Not a bit of it, he won’t be frightened; you see, I’ve taken the money.
I admitted to him myself that all he had to fear from me was only worth two thousand roubles. I fixed that price on myself!
How’s one going to frighten him now?”
“And can it be that everything’s lost for Nellie?” I cried, almost in despair.
“Not a bit of it! “ cried Masloboev hotly, starting up.
“No, I won’t let him off like that.
I shall begin all over again, Vanya. I’ve made up my mind to.
What if I have taken two thousand?
Hang it all!
I took it for the insult, because he cheated me, the rascal; he must have been laughing at me.
He cheated me and laughed at me, too!
No, I’m not going to let myself be laughed at.... Now, I shall start with Nellie, Vanya.
From things I’ve noticed I’m perfectly sure that she has the key to the whole situation.
She knows all – all about it! Her mother told her.
In delirium, in despondency, she might well have told her.
She had no one to complain to. Nellie was at hand, so she told Nellie.
And maybe we may come upon some documents,” he added gleefully, rubbing his hands.
“You understand now, Vanya, why I’m always hanging about here?
In the first place, because I’m so fond of you, of course; but chiefly to keep a watch on Nellie; and another thing, Vanya, whether you like it or not, you must help me, for you have an influence on Nellie!...”
“To be sure I will, I swear!” I cried. “And I hope, Masloboev, that you’ll do your best for Nellie’s sake, for the sake of the poor, injured orphan, and not only for your own advantage.”
“What difference does it make to you whose advantage I do my best for, you blessed innocent?
As long as it’s done, that’s what matters!
Of course it’s for the orphan’s sake, that’s only common humanity.
But don’t you judge me too finally, Vanya, if I do think of myself.
I’m a poor man, and he mustn’t dare to insult the poor.
He’s robbing me of my own, and he’s cheated me into the bargain, the scoundrel.
So am I to consider a swindler like that, to your thinking?
Morgen fruh!”
. . . But our flower festival did not come off next day.
Nellie was worse and could not leave her room.
And she never did leave that room again.
She died a fortnight later.
In that fortnight of her last agony she never quite came to herself, or escaped from her strange fantasies.
Her intellect was, as it were, clouded.
She was firmly convinced up to the day of her death that her grandfather was calling her and was angry with her for not coming, was rapping with his stick at her, and was telling her to go begging to get bread and snuff for him.
She often began crying in her sleep, and when she waked said that she had seen her mother.
Only at times she seemed fully to regain her faculties.
Once we were left alone together. She turned to me and clutched my hand with her thin, feverishly hot little hand.
“Vanya,” she said, “when I die, marry Natasha.”

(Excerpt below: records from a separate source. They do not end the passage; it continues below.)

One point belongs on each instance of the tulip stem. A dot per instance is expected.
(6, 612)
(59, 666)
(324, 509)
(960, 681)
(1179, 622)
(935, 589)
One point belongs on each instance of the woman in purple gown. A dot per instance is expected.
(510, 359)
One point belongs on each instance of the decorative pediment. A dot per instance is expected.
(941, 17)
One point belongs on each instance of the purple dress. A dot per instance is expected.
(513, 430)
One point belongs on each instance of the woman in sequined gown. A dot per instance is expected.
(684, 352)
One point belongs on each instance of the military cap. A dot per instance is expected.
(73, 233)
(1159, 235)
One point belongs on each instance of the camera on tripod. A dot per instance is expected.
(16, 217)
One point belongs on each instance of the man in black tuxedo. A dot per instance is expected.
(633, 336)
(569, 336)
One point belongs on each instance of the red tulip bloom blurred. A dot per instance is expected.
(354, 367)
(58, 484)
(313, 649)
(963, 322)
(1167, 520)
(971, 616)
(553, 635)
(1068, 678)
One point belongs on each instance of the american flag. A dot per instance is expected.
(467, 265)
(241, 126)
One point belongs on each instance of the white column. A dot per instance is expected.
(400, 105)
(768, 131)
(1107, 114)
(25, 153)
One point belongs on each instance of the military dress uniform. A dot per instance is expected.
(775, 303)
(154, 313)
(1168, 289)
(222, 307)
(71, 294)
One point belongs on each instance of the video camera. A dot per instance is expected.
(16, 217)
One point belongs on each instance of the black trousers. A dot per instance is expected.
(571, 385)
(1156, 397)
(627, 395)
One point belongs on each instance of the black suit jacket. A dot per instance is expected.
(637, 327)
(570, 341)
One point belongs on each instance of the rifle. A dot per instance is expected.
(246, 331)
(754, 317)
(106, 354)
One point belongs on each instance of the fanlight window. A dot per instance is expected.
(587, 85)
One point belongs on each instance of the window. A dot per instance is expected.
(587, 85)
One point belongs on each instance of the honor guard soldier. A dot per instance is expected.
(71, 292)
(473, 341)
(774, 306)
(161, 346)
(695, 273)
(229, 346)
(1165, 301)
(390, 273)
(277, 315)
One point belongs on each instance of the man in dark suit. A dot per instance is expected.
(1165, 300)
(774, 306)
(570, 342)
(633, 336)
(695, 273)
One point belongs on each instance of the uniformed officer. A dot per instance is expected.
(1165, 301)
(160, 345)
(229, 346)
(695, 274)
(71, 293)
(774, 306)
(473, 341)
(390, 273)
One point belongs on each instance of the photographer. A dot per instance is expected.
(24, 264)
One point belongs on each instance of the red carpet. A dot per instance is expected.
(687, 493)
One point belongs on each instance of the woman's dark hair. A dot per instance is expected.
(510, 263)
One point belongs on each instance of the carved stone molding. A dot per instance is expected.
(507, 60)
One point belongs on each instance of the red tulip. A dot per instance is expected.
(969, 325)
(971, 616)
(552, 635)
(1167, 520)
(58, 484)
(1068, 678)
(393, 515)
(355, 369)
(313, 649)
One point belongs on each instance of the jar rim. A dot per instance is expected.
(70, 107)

I believe this idea had been constantly in her mind for a long time.
I smiled at her without speaking.
Seeing my smile, she smiled too; with a mischievous face she shook her little finger at me and at once began kissing me.

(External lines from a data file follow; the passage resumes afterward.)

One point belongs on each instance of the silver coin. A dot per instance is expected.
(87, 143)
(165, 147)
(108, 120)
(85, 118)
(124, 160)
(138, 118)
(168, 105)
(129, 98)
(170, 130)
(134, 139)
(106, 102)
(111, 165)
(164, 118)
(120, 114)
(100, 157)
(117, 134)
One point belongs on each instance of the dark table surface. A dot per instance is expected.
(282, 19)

On an exquisite summer evening three days before her death she asked us to draw the blinds and open the windows in her bedroom.
The windows looked into the garden. She gazed a long while at the thick, green foliage, at the setting sun, and suddenly asked the others to leave us alone.
“Vanya,” she said in a voice hardly audible, for she was very weak by now,
“I shall die soon, very soon. I should like you to remember me.
I’ll leave you this as a keepsake.” (And she showed me a little bag which hung with a cross on her breast.)